Questioning the Survey Responses of Large Language Models
Ricardo Dominguez-Olmedo, Moritz Hardt, Celestine Mendler-Dünner
TL;DR
This paper questions the validity of using multiple-choice surveys to infer demographic or value alignment for large language models by linking model prompt distributions to human census data. It introduces randomized choice ordering to separate labeling biases from genuine preferences, and analyzes 43 models across 25 ACS questions using entropy and KL divergence relative to census distributions. The key finding is that, even after adjustment, LLM responses remain near uniformly distributed and poorly resemble human populations, with alignment largely driven by the entropy of subgroups rather than model data or size. This casts doubt on survey-based alignment metrics and suggests the need for new evaluation approaches beyond traditional census-inspired prompts, even when tested across additional surveys like ATP and GAS/WVS.
Abstract
Surveys have recently gained popularity as a tool to study large language models.

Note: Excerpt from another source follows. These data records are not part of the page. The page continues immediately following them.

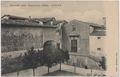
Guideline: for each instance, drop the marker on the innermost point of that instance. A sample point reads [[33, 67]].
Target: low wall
[[44, 70]]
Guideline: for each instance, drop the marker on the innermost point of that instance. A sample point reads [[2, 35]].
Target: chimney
[[104, 21]]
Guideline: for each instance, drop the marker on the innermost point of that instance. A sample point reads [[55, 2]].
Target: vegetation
[[50, 55]]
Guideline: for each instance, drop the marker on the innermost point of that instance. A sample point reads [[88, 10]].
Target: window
[[58, 45], [99, 49], [73, 28], [98, 37]]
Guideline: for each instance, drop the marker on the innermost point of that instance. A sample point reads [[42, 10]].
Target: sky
[[87, 11]]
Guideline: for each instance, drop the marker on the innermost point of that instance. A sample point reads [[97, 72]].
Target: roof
[[31, 22]]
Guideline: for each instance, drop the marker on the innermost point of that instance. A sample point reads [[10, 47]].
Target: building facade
[[83, 40]]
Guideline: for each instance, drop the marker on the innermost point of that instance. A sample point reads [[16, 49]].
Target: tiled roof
[[21, 21]]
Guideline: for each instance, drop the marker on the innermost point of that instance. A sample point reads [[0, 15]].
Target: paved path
[[43, 70]]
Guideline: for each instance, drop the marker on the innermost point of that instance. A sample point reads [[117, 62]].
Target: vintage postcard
[[59, 38]]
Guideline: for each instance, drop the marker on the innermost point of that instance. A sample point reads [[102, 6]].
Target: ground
[[61, 73]]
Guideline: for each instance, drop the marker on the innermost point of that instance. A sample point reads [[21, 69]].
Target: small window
[[99, 49], [98, 37], [58, 45], [73, 28]]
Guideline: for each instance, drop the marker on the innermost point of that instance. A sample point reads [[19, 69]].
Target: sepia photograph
[[54, 38]]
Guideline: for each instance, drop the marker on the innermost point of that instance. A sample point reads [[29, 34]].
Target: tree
[[30, 59], [53, 54]]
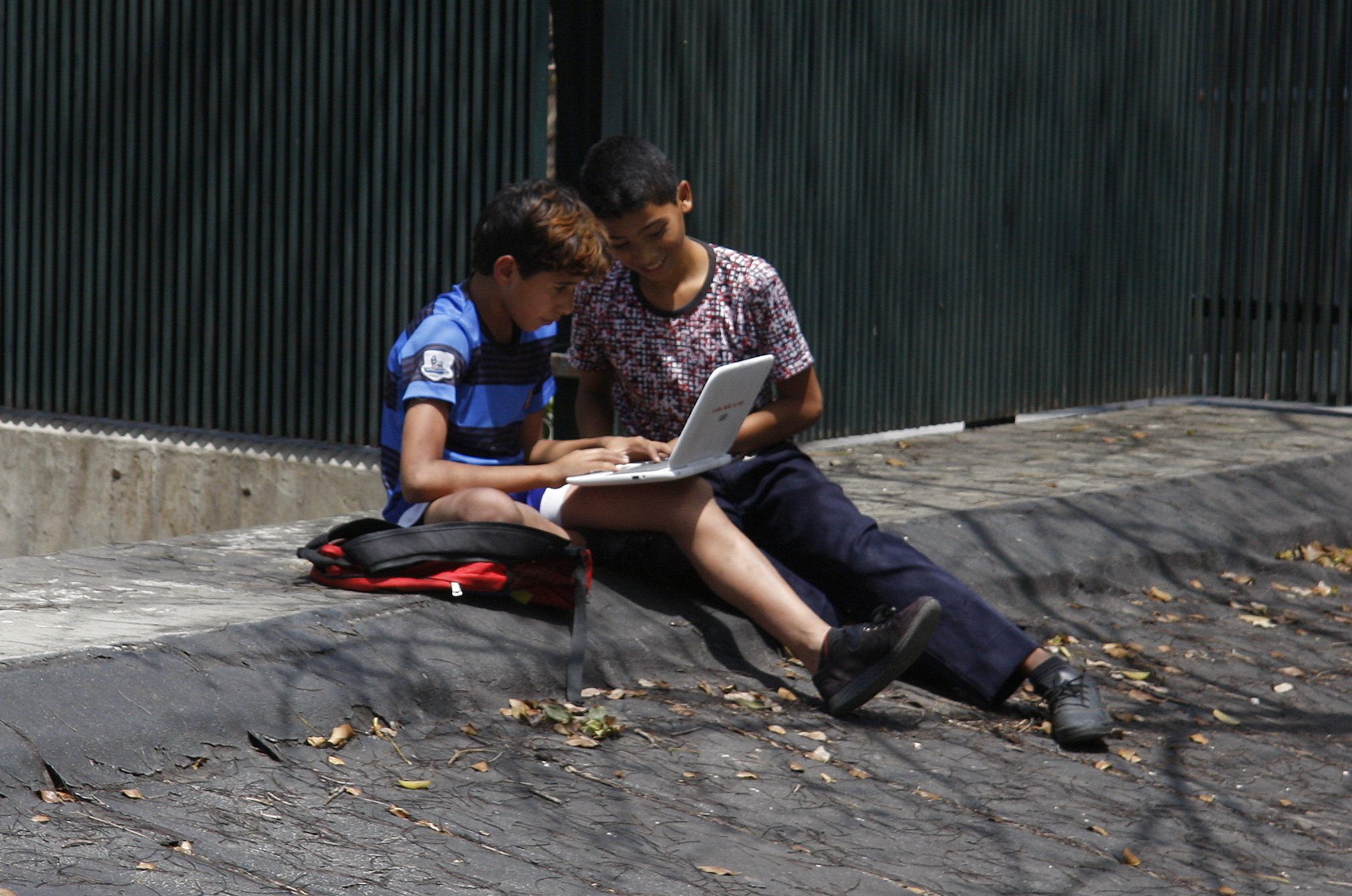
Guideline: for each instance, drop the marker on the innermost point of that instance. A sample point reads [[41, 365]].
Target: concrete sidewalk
[[164, 660]]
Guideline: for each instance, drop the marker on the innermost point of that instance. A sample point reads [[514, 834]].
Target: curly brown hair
[[544, 226]]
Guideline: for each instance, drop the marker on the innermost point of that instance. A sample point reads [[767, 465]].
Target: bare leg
[[488, 506], [722, 556]]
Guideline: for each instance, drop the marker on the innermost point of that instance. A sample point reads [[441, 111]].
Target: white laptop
[[712, 429]]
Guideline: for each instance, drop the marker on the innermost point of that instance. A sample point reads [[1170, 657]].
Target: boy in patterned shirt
[[462, 439], [648, 336]]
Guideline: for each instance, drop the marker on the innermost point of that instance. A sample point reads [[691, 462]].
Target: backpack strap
[[387, 550]]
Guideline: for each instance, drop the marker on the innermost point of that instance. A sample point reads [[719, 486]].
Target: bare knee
[[686, 502], [475, 506]]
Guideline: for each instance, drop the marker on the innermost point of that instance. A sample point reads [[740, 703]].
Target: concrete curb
[[104, 715]]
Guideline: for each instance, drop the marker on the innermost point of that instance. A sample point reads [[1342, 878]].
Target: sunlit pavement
[[171, 689]]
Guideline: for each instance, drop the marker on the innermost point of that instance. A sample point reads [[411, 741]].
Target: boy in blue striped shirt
[[463, 425]]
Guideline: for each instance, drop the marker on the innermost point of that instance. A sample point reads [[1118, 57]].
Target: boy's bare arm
[[798, 404], [594, 407], [425, 476]]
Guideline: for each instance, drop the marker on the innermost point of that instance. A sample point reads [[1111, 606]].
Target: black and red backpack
[[479, 560]]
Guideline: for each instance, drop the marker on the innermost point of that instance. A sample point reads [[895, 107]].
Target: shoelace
[[1070, 691]]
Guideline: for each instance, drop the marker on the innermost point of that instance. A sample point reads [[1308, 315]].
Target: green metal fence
[[1273, 311], [980, 209], [221, 214]]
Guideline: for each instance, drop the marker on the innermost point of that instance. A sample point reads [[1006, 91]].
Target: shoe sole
[[882, 673]]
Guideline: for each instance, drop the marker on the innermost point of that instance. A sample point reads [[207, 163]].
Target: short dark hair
[[544, 226], [624, 173]]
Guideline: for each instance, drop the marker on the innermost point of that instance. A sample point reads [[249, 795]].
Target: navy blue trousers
[[844, 566]]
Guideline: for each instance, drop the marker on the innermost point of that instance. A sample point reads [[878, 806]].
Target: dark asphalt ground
[[1218, 779]]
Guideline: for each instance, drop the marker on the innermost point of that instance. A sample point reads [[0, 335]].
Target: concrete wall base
[[69, 483]]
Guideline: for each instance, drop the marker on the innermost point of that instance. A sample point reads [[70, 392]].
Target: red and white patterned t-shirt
[[660, 360]]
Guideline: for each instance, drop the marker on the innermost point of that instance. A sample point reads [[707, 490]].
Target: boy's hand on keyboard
[[585, 461], [637, 448]]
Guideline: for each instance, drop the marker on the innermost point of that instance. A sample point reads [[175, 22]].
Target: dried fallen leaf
[[341, 734], [747, 699]]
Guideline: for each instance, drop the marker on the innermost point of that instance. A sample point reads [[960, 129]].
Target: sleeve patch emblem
[[438, 367]]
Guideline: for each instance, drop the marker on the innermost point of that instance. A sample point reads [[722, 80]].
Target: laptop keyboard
[[641, 468]]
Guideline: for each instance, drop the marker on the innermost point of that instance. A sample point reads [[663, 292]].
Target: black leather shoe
[[859, 661], [1077, 709]]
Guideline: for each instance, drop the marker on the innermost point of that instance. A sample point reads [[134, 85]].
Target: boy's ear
[[684, 196], [505, 269]]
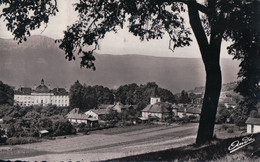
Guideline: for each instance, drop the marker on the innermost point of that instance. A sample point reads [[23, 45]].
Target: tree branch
[[197, 28], [200, 7]]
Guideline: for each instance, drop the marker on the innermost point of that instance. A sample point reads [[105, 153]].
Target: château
[[41, 95]]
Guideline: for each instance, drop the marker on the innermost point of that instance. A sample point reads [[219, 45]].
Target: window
[[252, 128]]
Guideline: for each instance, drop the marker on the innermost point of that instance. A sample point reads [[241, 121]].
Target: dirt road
[[103, 146]]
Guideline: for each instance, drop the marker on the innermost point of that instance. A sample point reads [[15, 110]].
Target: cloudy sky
[[121, 43]]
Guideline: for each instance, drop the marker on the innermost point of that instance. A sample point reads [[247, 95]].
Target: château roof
[[159, 107], [255, 121], [42, 88]]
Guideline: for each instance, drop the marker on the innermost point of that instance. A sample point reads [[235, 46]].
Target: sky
[[120, 43]]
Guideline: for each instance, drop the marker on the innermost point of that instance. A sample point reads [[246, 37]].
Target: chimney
[[155, 100]]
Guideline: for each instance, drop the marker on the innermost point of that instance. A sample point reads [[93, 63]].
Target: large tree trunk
[[210, 102], [210, 52]]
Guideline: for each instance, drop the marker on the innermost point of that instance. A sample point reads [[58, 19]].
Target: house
[[156, 109], [43, 133], [230, 104], [253, 125], [97, 113], [75, 117], [188, 110], [41, 95], [119, 107]]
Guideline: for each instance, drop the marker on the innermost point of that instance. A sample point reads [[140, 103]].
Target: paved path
[[96, 147]]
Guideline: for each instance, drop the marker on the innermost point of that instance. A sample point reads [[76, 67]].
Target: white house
[[156, 109], [253, 125], [41, 95], [97, 113], [75, 117], [188, 111]]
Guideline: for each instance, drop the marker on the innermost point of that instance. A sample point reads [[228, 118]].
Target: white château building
[[42, 96]]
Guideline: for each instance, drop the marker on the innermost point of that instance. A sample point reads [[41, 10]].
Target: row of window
[[32, 97], [30, 104], [46, 101]]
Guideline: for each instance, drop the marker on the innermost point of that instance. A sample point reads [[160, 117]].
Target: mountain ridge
[[26, 64]]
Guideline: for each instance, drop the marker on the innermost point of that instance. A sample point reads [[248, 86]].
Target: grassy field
[[216, 151], [118, 142], [165, 142]]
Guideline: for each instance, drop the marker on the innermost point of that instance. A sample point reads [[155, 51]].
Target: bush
[[21, 140], [230, 130]]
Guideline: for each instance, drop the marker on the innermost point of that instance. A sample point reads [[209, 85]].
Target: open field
[[110, 143], [105, 144]]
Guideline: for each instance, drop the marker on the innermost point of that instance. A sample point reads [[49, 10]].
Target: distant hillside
[[26, 64], [225, 87]]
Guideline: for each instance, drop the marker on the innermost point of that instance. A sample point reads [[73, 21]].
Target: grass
[[216, 151], [119, 130]]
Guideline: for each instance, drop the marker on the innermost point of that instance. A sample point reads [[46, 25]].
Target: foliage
[[184, 98], [28, 121], [21, 140], [62, 127], [133, 94], [150, 19], [24, 16], [89, 97], [223, 114], [239, 116], [6, 94]]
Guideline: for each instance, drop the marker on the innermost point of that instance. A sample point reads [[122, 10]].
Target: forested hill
[[26, 64]]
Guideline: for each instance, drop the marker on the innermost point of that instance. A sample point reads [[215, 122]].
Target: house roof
[[158, 107], [42, 88], [23, 91], [43, 131], [105, 106], [75, 114], [121, 106], [255, 121], [101, 111], [190, 109]]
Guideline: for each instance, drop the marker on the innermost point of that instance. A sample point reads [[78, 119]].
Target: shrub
[[230, 130], [21, 140]]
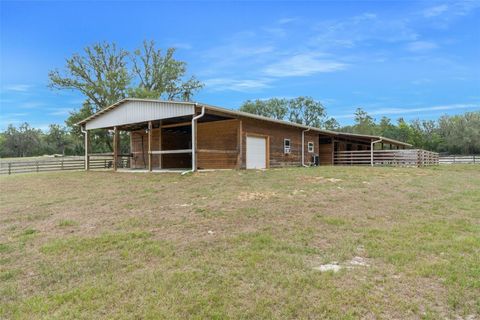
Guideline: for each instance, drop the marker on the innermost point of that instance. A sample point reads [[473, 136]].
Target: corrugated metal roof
[[132, 119]]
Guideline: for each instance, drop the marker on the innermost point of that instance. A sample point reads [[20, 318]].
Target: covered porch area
[[168, 140]]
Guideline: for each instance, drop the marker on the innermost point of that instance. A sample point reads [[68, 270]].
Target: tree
[[302, 110], [22, 142], [332, 124], [161, 76], [364, 123], [105, 74], [56, 139], [461, 133], [273, 108]]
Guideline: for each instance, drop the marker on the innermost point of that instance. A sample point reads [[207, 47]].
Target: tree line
[[104, 74], [458, 134]]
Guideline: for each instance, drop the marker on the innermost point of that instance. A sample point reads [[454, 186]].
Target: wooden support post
[[239, 145], [87, 147], [160, 145], [115, 148], [149, 145]]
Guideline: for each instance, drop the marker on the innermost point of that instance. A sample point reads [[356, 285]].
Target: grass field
[[242, 244]]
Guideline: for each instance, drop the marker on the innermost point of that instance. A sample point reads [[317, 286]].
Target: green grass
[[241, 244]]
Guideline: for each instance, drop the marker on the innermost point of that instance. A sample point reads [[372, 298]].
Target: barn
[[167, 135]]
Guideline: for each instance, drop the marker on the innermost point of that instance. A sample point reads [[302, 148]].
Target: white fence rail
[[459, 159], [403, 157]]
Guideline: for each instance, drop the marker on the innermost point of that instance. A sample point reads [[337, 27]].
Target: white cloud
[[60, 112], [361, 29], [302, 65], [435, 11], [421, 81], [286, 20], [181, 45], [247, 85], [31, 105], [418, 46]]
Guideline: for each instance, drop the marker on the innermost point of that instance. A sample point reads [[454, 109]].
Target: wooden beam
[[171, 151], [180, 124], [218, 151], [115, 148], [240, 145], [150, 127]]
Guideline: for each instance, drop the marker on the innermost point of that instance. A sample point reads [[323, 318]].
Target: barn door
[[256, 152]]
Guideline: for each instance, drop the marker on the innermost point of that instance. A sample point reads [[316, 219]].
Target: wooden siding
[[276, 134], [326, 150]]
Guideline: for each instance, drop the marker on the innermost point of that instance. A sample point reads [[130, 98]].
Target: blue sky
[[400, 59]]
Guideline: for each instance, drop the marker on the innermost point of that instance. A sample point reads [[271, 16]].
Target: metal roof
[[241, 114]]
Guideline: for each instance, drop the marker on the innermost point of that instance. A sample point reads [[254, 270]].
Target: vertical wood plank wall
[[218, 144]]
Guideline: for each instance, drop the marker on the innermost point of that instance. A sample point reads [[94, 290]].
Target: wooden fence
[[459, 159], [60, 164], [402, 157]]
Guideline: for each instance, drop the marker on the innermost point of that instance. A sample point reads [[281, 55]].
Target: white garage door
[[256, 153]]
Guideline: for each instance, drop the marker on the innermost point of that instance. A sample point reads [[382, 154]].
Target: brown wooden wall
[[222, 145], [170, 141]]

By comparing survey responses of models to those of human reference populations, researchers aim to infer the demographics, political opinions, or values best represented by current language models. In this work, we critically examine this methodology on the basis of the well-established American Community Survey by the U.S. Census Bureau. Evaluating 43 different language models using de-facto standard prompting methodologies, we establish two dominant patterns. First, models' responses are governed by ordering and labeling biases, for example, towards survey responses labeled with the letter "A". Second, when adjusting for these systematic biases through randomized answer ordering, models across the board trend towards uniformly random survey responses, irrespective of model size or pre-training data. As a result, in contrast to conjectures from prior work, survey-derived alignment measures often permit a simple explanation: models consistently appear to better represent subgroups whose aggregate statistics are closest to uniform for any survey under consideration.